Of course, this abolishment of “big government” does not come without its costs, for the corporatization of America’s public space has caused both social and cultural fragmentation. Los Angeles has been divided into residential districts affiliated with different “franchise nations”, each with their own culture: the “technomedia priesthood” that is Mr. Lee’s Greater Hong Kong is always welcoming to immigrants, while America’s middle class has retreated to “identical, computer-designed” Burbclaves, which only serve as a “culture medium for a medium culture”. This fragmentation is also present on the Raft, where people of different ethnicities occupy different ships, but whereas the franchise nations exist in an uneasy peace at worst, resorting only to stickers, guard robots and law enforcement officers to keep non-residents out, neighborhoods on the Raft are openly afraid that neighboring ships will “gang up on them and cut them loose”, showing how social tensions might arise from fragmented cultures being in close proximity with one another. Snow Crash thus suggests that while doing away with government intervention may be beneficial (or at least not detrimental) on the economic front, the resulting cultural fragmentation and loss of centralized law enforcement can cause social problems in their own way.

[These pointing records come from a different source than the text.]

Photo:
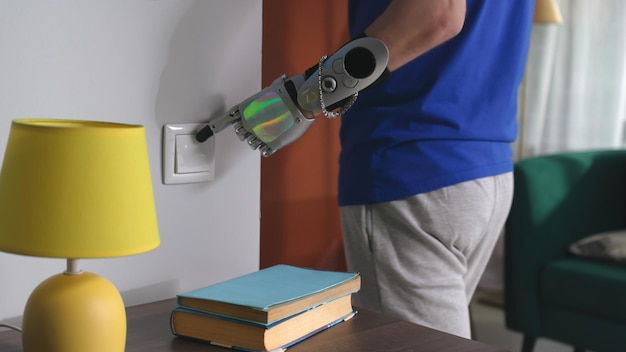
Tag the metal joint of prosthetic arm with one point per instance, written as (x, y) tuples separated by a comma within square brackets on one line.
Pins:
[(282, 112)]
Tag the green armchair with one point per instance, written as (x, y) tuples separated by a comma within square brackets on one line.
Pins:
[(549, 292)]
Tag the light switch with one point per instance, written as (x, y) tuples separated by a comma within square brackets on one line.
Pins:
[(186, 160), (191, 156)]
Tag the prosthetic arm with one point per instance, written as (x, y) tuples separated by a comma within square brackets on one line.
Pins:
[(282, 112)]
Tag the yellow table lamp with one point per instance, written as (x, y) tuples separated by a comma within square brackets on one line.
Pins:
[(76, 189)]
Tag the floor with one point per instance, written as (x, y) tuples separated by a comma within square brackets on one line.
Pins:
[(489, 328)]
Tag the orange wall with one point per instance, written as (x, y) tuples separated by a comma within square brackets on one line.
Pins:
[(299, 213)]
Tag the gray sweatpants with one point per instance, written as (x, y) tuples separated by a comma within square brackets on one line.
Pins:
[(421, 258)]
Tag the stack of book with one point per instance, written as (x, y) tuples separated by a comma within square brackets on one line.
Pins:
[(267, 310)]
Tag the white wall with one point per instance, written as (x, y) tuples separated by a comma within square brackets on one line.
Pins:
[(146, 62)]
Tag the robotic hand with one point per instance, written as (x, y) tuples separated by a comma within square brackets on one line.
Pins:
[(281, 113)]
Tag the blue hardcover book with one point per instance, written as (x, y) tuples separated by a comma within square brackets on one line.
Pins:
[(271, 294), (254, 336)]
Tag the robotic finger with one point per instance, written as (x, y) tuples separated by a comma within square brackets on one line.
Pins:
[(282, 112)]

Another interesting point to consider is how Snow Crash and Neuromancer imagine cyberspace differently. In Neuromancer, only corporations and “console cowboys” can maintain presences in and manipulate cyberspace, implying that cyberspace belongs only to the economic and intellectual elite. While this same problem is also present to some extent in Snow Crash’s Metaverse, as only around 1% of the planet’s population has access to it, it is also much more inclusive than Neuromancer’s cyberspace, as untrained programmers such as businessmen, ordinary citizens and Kouriers can access the Metaverse just as easily as hackers can. Thus where Neuromancer imagines a future in which unrestrained capitalism and the rise of global megacorporations can exacerbate existing social inequalities by creating technological ones alongside them, Snow Crash suggests how free markets and technology can do the opposite, and insofar as the accessibility of our own Internet appears to more closely resemble Snow Crash’s Metaverse than Neuromancer’s cyberspace, I’d like to think that technological advancements can indeed be a force for social equality.